Well actually winter is officially here this side. As always, the weather in Luderitz is different compared to winter of the rest of Namibia, but it is still definitely a marked change. There is A LOT of fog/mist these days, and noticeably less wind. The intensity of the fog makes me feel like I’m on the set of a bad horror movie as I walk to and from school sometimes. It’s not that it’s crazy cold, it’s just that it never gets warm. I miss heating. The past few nights I have worn socks, leggings, pants, a shirt, a sweatshirt, and been inside a sleeping bag under sheets and two comforters in order to stay warm. Then I wake up at 3 am and am extremely hot. I swear it’s colder inside my house than it is outside, don’t really know why. But as any true Buchter will tell you about the weather here, Luderitz has 4 seasons in a day! It will be super cold in the morning, then get surprisingly nice in the early afternoon, then the fog/mist will roll in with a drop in temperatures, and then it gets cold again. Despite my best efforts at staying healthy, these rapid weather changes have finally gotten me sick along with about half my learners.
Anyway, things have really picked up here in Luderitz. I think the theme of Term 1 can be called “Survive” and now this term it is “crazy busy ahh!” I’m so glad I stuck out the challenges of last term, because while classroom management continues to be challenging, things have gotten SO much better. The first week of school this term I switched classrooms to the one right next to the office, and adopted a new classroom management strategy introduced way back in PST [at the time I thought it was completely insane and way too strict]. I don’t know if it was one of those changes or I’ve gotten better at dealing with learners being rude to me, or a combination, but the change is like night and day compared to last term. It’s AWESOME. Things are starting to fall into place and I now definitely understand why Peace Corps asks for two years. So back to what I’m up to after school these days:
- First off, during week 1 of the term the smartest girl in Grade 7 approached my colleague and I mid-conversation and asked what we thought about starting a debate club. After meeting with her and hearing her very articulate vision for the team, now I’m heading up a debate team, and there are about 35 kids so far who are interested. We had our first meeting a couple days ago, and it was amazing. I can’t believe what a difference there is between Grade 7 and Grade 6 learners – not only are they like a foot taller, but we had a really productive conversation about topics they want to debate, one that could never have happened in any of my classes. The group is really enthusiastic about debating controversial issues in Namibia and I can’t wait to see where this goes. If any friends with debate experience are reading this I’d love input/advice!
- Second, we officially opened the library last week! So far I’m really happy with how well the prefects are doing at running it and checking in/out books for the learners. The one thing we’re doing in the coming weeks is assigning grades particular days to go get books – the library space is WAY too small [like the size of a small college dorm room] and there is A LOT of learner interest. The first day there was a line of 25 kids waiting to go inside, and we hadn’t even announced that we were opening it. This week the lines are going to be madness. At a school with 970 learners, this is going to cause problems in the long run, but we’re making it work for now.

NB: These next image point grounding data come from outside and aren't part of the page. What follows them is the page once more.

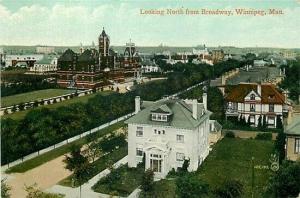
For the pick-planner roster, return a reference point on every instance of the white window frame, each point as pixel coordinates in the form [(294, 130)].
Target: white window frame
[(139, 131), (139, 151), (180, 138), (297, 145), (179, 157)]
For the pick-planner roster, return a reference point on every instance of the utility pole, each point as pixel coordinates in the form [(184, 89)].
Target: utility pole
[(252, 178)]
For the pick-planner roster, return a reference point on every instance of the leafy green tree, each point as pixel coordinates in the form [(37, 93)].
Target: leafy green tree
[(280, 145), (264, 125), (230, 189), (259, 125), (78, 164), (189, 185), (5, 189), (286, 182), (279, 122), (147, 182)]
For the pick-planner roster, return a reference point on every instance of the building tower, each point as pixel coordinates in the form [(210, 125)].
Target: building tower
[(103, 44)]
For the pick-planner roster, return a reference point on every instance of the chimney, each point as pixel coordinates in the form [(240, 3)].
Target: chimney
[(290, 116), (137, 104), (259, 89), (195, 109), (204, 99)]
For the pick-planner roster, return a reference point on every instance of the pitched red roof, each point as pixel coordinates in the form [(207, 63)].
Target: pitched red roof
[(269, 93)]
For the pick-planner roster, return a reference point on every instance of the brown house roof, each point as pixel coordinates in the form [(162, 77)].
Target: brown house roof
[(269, 93)]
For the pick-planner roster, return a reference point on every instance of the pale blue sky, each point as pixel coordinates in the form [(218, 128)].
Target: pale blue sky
[(33, 22)]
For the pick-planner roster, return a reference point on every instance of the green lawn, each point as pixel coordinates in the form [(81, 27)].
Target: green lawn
[(230, 159), (128, 179), (21, 114), (99, 165), (32, 96), (37, 161)]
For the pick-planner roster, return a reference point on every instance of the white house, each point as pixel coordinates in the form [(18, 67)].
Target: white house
[(255, 100), (47, 64), (167, 132)]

- Really sad to say that the other two volunteers in Luderitz are about to leave! One of them goes home to America at the end of this week, and the other moves up north in the middle of July. So since this is happening, they have recruited and trained several Namibians to take over and continue their projects. Yay sustainability! One of the projects is a girls’ group, and I along with two other teachers at Diaz have become facilitators. Most of the girls in the group are in Grade 6/7 at Diaz, so the group is now going to be meeting at the school once a week. I’m really looking forward to this project. After having attended a few meetings already, it brings me back to the good old days of SR.
- After getting these three things on solid ground I’m going back to the World Map Project idea, working towards opening up the computer lab for typing/IT classes, and developing an educational community recycling project with the science teachers. So in sum, life has gotten very very busy, but in the BEST way possible. Peace Corps is definitely a roller coaster, but right now things seem to be going up in the right direction!